I have had the privilege of being a front line healthcare worker during this COVID-19 pandemic. This public healthcare crisis has illuminated the many shortcomings of our current for-profit healthcare system .

On an average day before COVID-19 hit the US, I would admit one person to the ICU in a diabetic crisis because they could not afford their insulin or someone who had to be admitted to the hospital for their uncontrolled asthma because they tried to stretch out their one inhaler since they could only afford one every few months. Now, I see my patients who have already stretched their incomes and health thin due to conditions of poverty losing their healthcare coverage at such a crucial time and suffering not only from the typical illnesses that occurred prior to this pandemic, but also suffering a higher rate of contracting COVID-19 and subsequently suffering higher death rates from this disease than their richer counterparts.

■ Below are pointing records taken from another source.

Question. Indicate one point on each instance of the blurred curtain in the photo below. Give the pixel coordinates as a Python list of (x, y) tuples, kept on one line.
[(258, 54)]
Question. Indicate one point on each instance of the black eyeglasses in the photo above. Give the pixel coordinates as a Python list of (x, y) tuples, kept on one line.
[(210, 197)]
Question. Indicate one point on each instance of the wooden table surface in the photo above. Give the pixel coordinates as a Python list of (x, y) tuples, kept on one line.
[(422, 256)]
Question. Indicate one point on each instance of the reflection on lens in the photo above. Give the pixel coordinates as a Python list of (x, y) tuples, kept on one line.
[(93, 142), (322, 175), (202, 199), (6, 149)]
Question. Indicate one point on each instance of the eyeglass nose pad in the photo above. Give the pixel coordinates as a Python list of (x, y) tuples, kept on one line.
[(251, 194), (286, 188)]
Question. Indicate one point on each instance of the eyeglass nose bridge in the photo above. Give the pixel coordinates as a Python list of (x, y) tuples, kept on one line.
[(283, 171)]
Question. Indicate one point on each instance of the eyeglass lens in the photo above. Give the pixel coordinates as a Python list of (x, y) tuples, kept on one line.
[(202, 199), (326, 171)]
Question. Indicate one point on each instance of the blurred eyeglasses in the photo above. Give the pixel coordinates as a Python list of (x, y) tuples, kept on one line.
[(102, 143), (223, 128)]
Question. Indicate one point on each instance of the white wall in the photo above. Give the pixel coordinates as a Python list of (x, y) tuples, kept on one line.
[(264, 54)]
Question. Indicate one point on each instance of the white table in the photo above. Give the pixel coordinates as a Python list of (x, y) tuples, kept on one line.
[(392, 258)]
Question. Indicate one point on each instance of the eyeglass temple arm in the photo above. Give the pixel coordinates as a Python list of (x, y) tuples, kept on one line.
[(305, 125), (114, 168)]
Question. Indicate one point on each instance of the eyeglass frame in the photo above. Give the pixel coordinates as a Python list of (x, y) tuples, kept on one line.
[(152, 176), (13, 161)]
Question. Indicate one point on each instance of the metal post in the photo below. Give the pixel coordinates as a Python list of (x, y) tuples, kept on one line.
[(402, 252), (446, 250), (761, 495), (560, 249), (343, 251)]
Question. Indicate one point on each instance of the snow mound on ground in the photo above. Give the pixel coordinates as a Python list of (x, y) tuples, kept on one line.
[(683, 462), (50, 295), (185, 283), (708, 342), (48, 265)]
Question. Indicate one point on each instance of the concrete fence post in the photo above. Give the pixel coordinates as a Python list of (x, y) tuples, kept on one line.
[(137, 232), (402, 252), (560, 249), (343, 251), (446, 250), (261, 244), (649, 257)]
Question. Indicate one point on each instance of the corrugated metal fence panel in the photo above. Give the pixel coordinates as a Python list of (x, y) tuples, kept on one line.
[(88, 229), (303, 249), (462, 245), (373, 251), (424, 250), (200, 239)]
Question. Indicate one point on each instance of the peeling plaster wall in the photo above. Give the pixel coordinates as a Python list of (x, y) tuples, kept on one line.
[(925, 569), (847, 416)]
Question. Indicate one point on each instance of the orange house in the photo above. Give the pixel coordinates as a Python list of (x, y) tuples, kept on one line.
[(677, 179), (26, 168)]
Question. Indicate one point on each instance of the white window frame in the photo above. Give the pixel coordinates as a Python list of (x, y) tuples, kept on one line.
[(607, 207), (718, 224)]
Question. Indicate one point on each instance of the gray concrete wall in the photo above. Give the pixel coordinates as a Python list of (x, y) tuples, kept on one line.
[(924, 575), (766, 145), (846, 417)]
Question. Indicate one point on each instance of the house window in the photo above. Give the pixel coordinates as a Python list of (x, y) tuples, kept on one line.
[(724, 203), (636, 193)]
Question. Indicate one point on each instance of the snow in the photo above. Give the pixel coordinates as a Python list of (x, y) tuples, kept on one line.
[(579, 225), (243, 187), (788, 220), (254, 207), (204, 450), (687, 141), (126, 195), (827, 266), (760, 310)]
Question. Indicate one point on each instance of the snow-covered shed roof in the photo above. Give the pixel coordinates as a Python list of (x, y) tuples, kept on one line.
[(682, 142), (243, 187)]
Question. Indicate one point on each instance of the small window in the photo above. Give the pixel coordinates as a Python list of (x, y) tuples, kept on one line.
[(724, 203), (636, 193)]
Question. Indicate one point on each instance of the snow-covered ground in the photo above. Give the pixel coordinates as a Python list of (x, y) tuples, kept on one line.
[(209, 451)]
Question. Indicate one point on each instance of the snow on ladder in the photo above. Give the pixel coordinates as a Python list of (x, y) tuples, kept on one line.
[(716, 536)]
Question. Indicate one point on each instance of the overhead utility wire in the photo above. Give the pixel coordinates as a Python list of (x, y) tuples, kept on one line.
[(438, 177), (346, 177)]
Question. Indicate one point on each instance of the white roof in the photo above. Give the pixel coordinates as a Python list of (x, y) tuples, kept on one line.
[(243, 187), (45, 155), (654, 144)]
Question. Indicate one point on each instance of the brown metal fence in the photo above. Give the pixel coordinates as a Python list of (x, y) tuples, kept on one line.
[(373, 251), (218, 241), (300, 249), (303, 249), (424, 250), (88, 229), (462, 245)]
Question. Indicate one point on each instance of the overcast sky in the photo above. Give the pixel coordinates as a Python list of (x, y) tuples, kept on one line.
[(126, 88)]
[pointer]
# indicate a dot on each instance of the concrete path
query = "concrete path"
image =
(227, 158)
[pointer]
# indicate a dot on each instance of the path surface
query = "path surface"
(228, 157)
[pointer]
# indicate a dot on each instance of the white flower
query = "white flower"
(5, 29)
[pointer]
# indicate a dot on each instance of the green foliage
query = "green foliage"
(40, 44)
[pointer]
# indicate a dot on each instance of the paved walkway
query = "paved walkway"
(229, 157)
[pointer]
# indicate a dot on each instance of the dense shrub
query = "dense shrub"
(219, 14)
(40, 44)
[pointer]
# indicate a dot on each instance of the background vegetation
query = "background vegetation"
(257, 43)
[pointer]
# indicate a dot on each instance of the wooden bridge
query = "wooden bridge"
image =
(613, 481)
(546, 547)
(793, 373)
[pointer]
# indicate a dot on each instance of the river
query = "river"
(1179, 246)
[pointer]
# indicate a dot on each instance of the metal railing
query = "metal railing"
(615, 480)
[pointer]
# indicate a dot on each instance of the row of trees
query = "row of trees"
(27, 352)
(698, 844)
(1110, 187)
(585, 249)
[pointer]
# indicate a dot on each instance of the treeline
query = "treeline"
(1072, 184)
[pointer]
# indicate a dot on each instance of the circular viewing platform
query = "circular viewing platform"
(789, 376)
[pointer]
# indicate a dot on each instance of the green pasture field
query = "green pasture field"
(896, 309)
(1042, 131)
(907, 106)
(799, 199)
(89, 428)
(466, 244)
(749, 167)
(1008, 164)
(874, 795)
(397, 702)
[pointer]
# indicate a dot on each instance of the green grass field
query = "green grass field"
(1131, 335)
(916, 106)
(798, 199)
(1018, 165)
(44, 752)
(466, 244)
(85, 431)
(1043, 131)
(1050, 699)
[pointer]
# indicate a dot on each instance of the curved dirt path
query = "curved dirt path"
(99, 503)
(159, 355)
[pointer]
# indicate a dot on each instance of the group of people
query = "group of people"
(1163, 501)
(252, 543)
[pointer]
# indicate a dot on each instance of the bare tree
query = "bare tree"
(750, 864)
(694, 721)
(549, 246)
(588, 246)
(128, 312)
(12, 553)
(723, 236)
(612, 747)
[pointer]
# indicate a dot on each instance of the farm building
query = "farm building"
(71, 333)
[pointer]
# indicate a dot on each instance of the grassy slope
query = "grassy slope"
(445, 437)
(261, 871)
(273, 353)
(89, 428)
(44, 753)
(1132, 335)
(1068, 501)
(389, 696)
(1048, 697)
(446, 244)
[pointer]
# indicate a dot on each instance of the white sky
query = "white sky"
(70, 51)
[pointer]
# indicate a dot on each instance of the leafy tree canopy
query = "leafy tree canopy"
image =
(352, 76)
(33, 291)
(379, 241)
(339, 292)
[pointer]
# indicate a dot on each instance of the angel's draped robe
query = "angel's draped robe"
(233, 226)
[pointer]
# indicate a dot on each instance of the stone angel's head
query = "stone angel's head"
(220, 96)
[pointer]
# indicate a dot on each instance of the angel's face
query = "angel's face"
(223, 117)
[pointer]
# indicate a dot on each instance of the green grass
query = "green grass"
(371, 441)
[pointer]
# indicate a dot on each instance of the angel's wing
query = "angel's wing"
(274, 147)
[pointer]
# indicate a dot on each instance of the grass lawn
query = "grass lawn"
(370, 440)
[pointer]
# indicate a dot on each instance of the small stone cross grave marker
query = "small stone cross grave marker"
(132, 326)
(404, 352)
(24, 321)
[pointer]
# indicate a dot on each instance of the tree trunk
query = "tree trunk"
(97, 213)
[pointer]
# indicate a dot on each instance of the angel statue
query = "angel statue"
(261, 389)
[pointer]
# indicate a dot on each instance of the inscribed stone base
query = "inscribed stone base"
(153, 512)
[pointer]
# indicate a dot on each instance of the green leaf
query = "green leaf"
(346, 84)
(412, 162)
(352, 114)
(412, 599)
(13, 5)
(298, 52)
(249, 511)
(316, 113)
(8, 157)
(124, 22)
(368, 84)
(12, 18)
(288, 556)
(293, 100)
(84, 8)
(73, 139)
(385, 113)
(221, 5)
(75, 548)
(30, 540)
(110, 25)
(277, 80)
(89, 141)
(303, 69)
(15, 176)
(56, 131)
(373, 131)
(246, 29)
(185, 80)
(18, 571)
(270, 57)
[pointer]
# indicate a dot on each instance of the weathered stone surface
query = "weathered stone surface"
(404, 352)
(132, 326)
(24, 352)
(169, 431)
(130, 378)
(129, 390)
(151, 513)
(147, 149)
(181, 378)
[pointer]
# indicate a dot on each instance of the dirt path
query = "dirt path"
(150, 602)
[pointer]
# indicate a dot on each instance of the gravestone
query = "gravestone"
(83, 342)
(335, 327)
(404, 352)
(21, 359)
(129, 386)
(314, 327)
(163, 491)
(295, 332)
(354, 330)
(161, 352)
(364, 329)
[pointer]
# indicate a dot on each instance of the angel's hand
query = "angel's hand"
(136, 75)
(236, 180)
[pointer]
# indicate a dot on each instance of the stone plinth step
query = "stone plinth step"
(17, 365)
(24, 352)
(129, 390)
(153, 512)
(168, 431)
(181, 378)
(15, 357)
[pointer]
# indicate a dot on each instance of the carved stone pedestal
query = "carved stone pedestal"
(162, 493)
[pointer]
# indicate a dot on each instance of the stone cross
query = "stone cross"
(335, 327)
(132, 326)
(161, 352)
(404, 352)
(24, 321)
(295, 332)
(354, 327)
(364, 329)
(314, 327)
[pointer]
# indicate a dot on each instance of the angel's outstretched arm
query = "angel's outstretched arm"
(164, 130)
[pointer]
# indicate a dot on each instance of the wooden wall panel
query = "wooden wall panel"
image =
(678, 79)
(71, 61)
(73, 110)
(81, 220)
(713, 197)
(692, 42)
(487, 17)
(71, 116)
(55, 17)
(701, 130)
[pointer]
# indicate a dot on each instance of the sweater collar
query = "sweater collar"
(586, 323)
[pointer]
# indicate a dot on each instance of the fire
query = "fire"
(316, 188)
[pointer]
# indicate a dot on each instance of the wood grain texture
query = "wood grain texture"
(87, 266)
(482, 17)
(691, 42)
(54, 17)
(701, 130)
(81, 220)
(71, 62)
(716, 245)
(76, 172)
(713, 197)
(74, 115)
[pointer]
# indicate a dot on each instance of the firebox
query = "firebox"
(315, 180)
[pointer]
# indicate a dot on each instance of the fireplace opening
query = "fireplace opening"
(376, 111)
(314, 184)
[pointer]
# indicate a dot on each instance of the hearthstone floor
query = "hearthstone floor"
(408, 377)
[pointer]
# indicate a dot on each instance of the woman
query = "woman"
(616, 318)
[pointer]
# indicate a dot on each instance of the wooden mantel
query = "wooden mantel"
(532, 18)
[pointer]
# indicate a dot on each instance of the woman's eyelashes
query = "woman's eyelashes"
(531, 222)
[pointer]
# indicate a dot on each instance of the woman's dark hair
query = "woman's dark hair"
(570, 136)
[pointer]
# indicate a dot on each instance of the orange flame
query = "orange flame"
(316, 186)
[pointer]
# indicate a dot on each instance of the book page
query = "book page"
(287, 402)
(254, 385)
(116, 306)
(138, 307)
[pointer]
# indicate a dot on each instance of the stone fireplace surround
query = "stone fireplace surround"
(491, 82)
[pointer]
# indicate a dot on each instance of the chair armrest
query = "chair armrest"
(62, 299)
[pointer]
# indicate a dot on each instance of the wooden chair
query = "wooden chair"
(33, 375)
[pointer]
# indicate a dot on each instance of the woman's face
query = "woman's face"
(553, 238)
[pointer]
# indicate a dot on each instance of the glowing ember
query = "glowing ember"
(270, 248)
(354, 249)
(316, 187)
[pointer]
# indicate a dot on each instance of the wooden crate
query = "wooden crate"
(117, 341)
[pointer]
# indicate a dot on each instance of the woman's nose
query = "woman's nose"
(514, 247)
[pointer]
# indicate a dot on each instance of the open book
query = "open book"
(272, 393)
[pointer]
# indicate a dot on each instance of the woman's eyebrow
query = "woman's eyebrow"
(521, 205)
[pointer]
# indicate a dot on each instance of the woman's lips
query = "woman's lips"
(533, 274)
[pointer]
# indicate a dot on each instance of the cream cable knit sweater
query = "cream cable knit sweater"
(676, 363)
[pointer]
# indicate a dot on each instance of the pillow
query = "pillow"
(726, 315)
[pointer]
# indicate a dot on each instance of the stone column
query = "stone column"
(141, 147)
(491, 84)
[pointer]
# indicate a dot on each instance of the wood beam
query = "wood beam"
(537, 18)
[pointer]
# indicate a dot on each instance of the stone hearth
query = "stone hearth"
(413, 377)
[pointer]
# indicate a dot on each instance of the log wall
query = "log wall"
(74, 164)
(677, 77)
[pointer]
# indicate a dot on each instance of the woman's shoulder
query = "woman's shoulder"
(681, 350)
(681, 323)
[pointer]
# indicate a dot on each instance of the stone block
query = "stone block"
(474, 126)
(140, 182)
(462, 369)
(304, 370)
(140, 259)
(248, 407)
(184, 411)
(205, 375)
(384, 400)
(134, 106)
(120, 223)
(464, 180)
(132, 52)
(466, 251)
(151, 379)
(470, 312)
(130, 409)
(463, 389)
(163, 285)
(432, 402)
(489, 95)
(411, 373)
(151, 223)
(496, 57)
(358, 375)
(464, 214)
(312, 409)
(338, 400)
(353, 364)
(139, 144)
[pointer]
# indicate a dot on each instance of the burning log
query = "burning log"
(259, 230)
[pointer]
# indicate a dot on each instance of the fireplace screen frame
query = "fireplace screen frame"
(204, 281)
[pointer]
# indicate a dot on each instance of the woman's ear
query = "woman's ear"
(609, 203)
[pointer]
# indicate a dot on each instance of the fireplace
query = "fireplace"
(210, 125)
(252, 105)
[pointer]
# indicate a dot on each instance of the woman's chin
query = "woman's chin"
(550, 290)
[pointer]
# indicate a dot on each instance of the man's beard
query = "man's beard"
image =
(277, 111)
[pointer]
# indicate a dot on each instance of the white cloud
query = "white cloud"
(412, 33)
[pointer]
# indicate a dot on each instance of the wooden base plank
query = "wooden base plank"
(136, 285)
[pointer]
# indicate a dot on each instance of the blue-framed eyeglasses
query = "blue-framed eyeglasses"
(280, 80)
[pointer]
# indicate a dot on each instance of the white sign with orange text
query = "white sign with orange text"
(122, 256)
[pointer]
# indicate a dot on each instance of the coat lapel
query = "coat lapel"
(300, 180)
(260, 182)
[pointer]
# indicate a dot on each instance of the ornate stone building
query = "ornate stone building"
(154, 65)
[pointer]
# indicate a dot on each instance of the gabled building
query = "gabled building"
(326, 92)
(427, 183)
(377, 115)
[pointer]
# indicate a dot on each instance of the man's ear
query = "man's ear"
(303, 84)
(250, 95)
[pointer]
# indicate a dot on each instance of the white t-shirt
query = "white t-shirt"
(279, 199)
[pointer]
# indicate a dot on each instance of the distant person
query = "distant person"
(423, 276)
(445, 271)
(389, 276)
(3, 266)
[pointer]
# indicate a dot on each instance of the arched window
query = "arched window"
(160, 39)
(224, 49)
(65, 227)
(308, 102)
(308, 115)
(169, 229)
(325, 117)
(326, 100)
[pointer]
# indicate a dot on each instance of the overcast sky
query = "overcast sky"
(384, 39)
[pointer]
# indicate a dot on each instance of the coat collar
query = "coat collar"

I have also seen and heard of fellow healthcare workers across the country affected and even killed by this horrible disease – respiratory techs, environmental services, lab technicians, nurses, doctors, pharmacists, and all else who make up a multidisciplinary healthcare team. These people have whether enthusiastically or not, put themselves at risk to provide care in a scary time where the science is still evolving and treatments change every day, only to have compensation cut, be provided with scant or inappropriately used PPE, or even in some cases terminated for speaking out against the injustices of our current system. I worked in a neighboring state earlier in the pandemic, where I was permitted just one n95 to wear for an entire week where I may work up to 7 12 hour shifts and see >100 people in that time. N95s are made for single use, to be thrown away after each patient encounter.

I know that in a pandemic, the use of PPE may change and certain concessions and adjustments must be made, but I believe the PPE shortage and lack of government response and assistance in this crisis has led to much unnecessary death and suffering for healthcare workers and patients alike. And to have our political figures downplay our suffering and profiteers making all-time high profits during this devastating crisis is dehumanizing and insulting. Similarly, to have our representatives go on vacation while we are waiting day by day to see whether this will be the day when we are forced to face hunger or homelessness for reasons outside of our control, is completely unacceptable.

I’ll leave you with this – this country actually already seems to recognize access to emergency medical treatment as a right – I say this because of EMTALA, which is a federal law that was passed in 1986 that states that any hospital or entity that participates in Medicare (and there are very few who don’t) must provide a medical screening exam and emergency treatment including necessary stabilization and transfer to a higher level of care hospital if needed regardless of that person’s insurance status or ability to pay. This means that our federal government has already said emergency medical treatment is a right that is given to all peoples, so now is the time to extend that to recognize healthcare as a human right and to provide Medicaid for all.